Whatever evolutionary psychology may say, or evolutionists might think (Scruton argues), it is man’s nature to have been divinely touched with rationality, for “it is the very capacity for reasoning that distinguishes us from the rest of nature.” Reasoning about things we know and have experienced enables us to make the fine discriminations required in aesthetic judgement; reasoning allows us to enter into the mind of the artist and understand his intentions—what the poet was driving at, what the painter meant. After which on page 38 Scruton sweeps the whole Darwinian argument aside:

As things stand, the evolutionary psychology of beauty offers a picture of the human being and human society with the aesthetic element deprived of its specific intentionality, and dissolved in vague generalities that overlook the peculiar place of aesthetic judgement in the life of the rational agent.

The Evolutionist’s Response

So that’s that. But is it also how things stand with Denis Dutton? Within his evolutionary scheme of explanation, does a painter or poet know what he’s doing, mean what he says, and can we understand his intentions ourselves? The Art Instinct has in fact a lot to say about intention and intentionality, and it is never vaporous or vague. Fitness theory—the signs of vigor and male prowess that brilliant tail feathers and menacing antlers and fighting ability show—is important in Dutton’s argument, and it places conscious intention and visibly displayed individual achievement at the center of evolutionary aesthetics. Moreover, his thinking about Palaeolithic origins in the past is informed by research among tribespeople in the present. Evidence of self-conscious artistic intention is something he encountered doing fieldwork in New Guinea villages, where “the work of individual dancers, poets, and carvers is a focus of fascinated attention.”

From Scruton’s comment above you might think that evolutionary psychology had as one of its aims (or anyway one of its effects) an anthropological “abandonment of the author function,” a denial of individual agency, a view of abstract historical process without individual influence or meaning, of predetermining forces that supervene and displace the writer’s mind. Not so, says Dutton—quite the reverse. It is in novels, poetry, and drama that individual demonstrations of superior skill, style, and imaginative intelligence provide some of evolution’s most persuasive indicators:

We admire clarity, accuracy, and relevance in realistic, descriptive uses of language and regard these qualities as showing that a speaker possesses desirable intellectual qualities. Fictional creations—stories, jokes, and ornamented speech, such as poetry—are similarly judged.

Behind every act of speaking, descriptive or artistic, looms the idea of the fitness test.
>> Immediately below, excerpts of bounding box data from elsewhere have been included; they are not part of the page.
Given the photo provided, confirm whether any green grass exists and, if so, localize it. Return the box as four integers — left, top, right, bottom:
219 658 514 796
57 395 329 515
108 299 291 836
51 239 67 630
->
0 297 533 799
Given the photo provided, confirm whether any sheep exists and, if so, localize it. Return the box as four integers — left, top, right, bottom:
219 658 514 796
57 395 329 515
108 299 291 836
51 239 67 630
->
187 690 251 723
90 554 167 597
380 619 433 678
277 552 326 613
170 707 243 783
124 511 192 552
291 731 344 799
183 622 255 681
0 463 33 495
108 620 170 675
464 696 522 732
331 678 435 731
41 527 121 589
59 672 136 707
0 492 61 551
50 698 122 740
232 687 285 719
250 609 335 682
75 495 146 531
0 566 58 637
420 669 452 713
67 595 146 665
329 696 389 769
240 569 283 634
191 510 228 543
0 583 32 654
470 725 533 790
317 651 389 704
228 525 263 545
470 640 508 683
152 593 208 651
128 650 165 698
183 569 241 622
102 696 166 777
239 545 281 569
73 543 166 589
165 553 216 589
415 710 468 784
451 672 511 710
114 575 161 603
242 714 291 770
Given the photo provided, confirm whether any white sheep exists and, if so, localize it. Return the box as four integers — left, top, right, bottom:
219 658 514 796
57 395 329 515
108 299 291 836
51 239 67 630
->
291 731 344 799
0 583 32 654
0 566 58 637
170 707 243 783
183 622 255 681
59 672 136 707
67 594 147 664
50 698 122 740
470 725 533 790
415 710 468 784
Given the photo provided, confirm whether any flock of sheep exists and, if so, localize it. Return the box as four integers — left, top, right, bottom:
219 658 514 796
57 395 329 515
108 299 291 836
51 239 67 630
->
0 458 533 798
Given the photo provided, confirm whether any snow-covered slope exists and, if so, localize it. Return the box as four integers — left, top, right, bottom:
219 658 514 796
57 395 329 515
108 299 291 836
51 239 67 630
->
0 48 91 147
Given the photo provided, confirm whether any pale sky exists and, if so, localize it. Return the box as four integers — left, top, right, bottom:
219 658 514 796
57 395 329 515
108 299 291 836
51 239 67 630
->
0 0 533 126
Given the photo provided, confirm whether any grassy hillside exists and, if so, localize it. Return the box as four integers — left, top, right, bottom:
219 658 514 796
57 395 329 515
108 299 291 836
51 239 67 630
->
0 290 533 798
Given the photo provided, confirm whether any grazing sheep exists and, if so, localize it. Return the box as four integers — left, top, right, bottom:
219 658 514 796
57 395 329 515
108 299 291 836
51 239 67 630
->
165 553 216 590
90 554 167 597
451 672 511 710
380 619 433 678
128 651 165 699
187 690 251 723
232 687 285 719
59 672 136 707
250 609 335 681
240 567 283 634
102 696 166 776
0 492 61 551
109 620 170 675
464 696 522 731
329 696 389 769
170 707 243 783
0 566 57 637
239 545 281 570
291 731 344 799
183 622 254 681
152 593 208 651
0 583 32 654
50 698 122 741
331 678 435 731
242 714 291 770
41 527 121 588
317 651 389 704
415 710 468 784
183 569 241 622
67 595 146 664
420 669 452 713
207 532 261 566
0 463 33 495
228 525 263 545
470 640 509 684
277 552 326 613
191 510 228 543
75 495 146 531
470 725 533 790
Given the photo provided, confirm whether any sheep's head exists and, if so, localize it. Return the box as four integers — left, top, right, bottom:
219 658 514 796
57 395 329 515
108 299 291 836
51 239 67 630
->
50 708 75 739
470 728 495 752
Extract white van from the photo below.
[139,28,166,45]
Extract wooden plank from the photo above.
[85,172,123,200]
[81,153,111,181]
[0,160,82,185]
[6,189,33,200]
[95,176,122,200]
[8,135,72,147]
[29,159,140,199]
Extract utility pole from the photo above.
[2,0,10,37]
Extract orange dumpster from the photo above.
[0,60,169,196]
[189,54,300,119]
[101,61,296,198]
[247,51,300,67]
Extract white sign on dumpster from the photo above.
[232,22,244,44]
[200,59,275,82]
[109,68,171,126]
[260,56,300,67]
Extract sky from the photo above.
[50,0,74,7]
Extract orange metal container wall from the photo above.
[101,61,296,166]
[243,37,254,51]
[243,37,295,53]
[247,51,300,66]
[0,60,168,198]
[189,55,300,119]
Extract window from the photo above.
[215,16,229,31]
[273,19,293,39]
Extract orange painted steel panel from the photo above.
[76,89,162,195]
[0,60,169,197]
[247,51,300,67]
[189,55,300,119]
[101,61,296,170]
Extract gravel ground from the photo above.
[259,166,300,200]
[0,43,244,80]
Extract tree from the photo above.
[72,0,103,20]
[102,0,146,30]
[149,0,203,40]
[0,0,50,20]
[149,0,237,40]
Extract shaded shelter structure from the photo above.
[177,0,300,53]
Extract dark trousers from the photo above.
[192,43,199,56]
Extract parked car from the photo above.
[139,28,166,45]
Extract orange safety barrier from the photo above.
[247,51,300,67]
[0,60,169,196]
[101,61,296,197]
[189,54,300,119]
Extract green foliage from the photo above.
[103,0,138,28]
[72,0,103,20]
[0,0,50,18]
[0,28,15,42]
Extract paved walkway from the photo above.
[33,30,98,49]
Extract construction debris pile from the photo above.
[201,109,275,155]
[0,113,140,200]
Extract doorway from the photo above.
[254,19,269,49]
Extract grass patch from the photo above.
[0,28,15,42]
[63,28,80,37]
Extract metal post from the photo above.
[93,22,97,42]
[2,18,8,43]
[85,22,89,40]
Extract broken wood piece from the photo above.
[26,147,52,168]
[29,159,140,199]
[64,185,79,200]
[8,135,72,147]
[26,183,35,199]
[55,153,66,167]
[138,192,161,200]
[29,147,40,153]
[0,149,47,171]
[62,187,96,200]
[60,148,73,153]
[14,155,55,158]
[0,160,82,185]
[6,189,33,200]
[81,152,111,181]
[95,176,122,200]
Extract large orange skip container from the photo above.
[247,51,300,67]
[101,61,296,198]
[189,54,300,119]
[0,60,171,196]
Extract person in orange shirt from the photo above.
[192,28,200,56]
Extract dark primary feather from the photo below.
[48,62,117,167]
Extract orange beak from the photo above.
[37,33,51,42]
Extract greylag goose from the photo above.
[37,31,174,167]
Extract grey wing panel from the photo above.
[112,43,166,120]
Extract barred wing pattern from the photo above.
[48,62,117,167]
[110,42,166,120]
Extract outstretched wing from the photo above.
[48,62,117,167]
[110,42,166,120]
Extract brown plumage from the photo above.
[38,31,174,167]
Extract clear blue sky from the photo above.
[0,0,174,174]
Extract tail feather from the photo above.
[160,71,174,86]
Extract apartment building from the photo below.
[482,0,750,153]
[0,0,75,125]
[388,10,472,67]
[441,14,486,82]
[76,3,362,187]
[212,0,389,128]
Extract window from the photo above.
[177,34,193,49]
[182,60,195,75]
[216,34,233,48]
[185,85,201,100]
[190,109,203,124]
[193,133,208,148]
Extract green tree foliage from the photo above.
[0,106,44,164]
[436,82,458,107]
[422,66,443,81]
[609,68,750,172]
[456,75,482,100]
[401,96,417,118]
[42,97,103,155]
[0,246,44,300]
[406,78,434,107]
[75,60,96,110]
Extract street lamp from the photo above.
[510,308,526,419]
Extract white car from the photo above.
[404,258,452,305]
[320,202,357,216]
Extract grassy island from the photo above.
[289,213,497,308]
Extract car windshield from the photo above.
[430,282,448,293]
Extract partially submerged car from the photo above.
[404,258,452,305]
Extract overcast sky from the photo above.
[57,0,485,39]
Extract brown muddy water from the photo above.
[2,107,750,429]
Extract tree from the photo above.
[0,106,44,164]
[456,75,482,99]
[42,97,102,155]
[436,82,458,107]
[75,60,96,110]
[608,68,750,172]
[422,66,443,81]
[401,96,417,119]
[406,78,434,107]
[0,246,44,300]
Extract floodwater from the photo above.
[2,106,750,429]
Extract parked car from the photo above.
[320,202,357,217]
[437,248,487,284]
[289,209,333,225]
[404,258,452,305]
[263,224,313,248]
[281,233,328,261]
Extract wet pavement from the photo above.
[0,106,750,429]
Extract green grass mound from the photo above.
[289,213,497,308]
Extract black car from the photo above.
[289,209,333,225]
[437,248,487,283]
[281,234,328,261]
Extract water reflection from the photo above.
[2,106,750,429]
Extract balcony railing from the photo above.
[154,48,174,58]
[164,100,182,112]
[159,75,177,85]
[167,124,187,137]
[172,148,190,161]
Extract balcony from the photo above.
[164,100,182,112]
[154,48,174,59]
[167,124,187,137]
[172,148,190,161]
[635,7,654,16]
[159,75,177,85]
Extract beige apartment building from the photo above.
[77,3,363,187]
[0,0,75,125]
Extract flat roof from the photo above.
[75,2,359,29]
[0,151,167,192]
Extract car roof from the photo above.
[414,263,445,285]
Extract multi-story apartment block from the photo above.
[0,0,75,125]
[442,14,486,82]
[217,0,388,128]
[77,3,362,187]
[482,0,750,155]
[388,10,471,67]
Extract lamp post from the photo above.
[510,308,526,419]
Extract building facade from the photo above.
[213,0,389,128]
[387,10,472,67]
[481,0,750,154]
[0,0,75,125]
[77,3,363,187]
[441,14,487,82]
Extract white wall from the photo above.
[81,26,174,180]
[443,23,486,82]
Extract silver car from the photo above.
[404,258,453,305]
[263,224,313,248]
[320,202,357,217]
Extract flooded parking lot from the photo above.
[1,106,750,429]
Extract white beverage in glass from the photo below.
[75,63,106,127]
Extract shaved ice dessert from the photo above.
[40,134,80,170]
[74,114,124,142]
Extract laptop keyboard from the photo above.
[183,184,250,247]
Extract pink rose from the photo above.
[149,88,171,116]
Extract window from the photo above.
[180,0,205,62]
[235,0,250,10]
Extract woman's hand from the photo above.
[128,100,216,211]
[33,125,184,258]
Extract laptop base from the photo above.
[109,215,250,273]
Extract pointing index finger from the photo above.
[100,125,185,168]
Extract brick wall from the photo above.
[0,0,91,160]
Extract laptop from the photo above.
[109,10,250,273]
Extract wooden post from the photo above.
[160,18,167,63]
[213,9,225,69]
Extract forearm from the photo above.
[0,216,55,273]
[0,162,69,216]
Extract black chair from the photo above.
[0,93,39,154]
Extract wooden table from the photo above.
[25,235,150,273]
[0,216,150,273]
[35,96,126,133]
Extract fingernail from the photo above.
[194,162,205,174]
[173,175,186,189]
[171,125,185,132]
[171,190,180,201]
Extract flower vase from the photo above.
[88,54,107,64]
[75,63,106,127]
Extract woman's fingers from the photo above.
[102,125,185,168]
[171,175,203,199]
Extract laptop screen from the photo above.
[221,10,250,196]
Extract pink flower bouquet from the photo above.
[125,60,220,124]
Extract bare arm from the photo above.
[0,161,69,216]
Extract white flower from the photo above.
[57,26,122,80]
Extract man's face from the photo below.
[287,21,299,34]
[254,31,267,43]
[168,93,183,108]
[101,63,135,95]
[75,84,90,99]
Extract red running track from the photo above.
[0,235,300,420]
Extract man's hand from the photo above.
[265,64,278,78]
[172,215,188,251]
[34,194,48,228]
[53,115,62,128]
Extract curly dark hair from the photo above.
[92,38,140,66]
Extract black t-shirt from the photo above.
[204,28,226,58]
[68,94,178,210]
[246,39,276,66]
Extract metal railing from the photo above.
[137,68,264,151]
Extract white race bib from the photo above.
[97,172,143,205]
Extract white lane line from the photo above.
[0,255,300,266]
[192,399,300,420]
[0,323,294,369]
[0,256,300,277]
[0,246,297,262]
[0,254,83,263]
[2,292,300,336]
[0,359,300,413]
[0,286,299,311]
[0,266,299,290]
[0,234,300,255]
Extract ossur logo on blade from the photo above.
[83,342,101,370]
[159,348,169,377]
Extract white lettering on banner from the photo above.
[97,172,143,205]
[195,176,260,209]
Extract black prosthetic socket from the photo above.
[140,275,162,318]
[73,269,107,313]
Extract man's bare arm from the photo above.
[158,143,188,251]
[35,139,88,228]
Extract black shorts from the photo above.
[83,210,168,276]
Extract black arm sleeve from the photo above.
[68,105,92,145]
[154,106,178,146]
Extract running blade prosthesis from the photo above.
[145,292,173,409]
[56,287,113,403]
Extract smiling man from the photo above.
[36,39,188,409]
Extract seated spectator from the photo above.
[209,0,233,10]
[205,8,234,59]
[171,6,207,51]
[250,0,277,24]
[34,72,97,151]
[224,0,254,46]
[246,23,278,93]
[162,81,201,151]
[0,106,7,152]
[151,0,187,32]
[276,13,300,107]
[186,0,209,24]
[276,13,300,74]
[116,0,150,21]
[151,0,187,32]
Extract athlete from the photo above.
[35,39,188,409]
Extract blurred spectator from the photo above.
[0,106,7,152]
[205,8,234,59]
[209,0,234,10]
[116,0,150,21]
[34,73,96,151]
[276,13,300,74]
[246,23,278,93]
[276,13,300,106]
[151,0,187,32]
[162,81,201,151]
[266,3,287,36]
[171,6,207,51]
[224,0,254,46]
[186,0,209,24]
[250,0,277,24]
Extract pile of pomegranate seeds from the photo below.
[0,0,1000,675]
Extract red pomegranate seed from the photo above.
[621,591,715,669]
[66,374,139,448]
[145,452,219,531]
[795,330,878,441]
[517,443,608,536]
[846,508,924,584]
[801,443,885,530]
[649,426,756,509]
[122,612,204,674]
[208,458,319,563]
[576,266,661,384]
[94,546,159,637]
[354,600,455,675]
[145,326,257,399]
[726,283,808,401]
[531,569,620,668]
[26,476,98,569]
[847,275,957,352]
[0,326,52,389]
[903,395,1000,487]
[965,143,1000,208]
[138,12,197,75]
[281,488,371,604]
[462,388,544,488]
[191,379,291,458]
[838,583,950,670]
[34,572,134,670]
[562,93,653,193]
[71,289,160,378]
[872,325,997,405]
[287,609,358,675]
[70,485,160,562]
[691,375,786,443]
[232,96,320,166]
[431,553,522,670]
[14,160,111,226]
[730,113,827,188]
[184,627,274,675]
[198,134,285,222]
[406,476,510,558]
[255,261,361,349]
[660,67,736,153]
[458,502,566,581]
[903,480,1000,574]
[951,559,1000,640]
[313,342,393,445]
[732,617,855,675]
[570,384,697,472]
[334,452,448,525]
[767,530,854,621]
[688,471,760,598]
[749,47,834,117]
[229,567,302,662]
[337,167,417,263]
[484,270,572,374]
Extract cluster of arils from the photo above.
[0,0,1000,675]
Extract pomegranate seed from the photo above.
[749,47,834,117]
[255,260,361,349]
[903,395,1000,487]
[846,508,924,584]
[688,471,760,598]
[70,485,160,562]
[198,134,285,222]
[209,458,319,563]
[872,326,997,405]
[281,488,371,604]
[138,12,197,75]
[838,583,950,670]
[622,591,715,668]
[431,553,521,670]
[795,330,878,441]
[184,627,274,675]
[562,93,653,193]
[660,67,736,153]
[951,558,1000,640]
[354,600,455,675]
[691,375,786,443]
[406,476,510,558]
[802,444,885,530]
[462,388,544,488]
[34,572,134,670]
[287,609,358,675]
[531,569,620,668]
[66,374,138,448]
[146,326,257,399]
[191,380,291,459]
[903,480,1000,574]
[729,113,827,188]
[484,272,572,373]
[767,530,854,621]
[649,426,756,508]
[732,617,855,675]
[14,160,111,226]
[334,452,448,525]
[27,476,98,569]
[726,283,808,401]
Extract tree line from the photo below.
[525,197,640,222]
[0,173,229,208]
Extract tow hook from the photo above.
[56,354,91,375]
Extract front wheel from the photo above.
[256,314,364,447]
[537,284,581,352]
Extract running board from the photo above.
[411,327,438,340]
Human beings are continuously judging their fellows in terms of the cleverness or banality of their language use.

Skilled employment of a large vocabulary, complicated grammatical constructions, wit, surprise, stylishness, coherence, and lucidity all have bearing on how we assess other human beings. Intentionally artistic uses of language are particularly liable to assessment in terms of what they reveal about the character of a speaker or writer.

Listing 12 “signal characteristics of art considered as a universal, cross-cultural category,” Dutton emphasizes the universal admiration for individual skill and virtuosity; the way relatively static traditional styles are the measure against which individual innovations are tested, registered, and adopted for mainstream performance; the role of novelty and creativity as “the locus of individuality or genius in art, referring to that aspect of art that is not governed by rules or routines”; and the potential for “expressive individuality” wherever exhausted conventions produce boring work for weary audiences.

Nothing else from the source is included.